Studies of the mode of action for observed developmental effects seen with TCE, TCA and
DCA exposure, and data specific to TCE exposure are also scant. Again, a possible role for
peroxisome proliferation with PPARα activation in the development of eye anomalies
following TCE exposure has been hypothesized, although no data currently support it
(Narotsky & Kavlock, 1995; Narotsky et al., 1995).

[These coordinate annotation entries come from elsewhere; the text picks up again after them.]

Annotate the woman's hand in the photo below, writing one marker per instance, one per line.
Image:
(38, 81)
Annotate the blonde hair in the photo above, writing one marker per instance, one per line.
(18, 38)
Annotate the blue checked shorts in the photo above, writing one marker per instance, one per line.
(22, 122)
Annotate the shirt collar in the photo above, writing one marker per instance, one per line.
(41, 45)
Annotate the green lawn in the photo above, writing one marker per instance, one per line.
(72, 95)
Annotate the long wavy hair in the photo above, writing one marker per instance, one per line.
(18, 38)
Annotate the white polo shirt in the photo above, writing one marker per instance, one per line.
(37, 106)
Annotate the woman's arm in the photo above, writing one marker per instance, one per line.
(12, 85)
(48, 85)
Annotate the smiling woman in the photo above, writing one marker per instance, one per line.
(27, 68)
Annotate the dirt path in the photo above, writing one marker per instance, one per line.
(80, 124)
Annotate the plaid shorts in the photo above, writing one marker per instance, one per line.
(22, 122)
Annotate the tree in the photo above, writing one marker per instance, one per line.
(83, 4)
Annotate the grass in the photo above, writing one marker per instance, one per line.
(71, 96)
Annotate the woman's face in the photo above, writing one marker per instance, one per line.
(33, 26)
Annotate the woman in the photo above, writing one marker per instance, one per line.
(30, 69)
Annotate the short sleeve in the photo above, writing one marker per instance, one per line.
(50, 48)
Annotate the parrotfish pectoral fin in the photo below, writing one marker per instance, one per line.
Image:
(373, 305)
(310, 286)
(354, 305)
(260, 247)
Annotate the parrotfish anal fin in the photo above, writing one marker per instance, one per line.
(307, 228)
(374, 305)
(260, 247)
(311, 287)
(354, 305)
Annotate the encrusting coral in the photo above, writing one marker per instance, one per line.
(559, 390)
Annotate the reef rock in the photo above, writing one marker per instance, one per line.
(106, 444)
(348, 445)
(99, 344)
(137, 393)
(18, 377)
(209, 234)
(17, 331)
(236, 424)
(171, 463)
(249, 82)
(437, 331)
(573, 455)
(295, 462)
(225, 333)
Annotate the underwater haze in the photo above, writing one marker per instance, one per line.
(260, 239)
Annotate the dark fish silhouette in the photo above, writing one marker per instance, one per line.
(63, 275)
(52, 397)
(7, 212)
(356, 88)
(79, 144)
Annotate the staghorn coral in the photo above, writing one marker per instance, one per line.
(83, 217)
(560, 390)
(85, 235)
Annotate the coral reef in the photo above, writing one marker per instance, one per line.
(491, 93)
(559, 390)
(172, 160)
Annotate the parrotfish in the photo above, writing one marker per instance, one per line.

The TCE metabolites TCA and DCA both produce cardiac anomalies in rats (WHO, 2005).
DCA also concentrates in rat myocardial mitochondria (Kerbey et al., 1976), freely crosses the
placenta (Smith, Randall & Read, 1992) and has known toxicity to tissues dependent on
glycolysis as an energy source (WHO, 2005).
More research into TCE and its metabolites is needed to more fully elucidate possible modes
of action for the effects observed in standard developmental protocols.
6 Overall database and quality of evidence
6.1 Summary of health effects
TCE has anaesthetic properties when inhaled at high concentrations.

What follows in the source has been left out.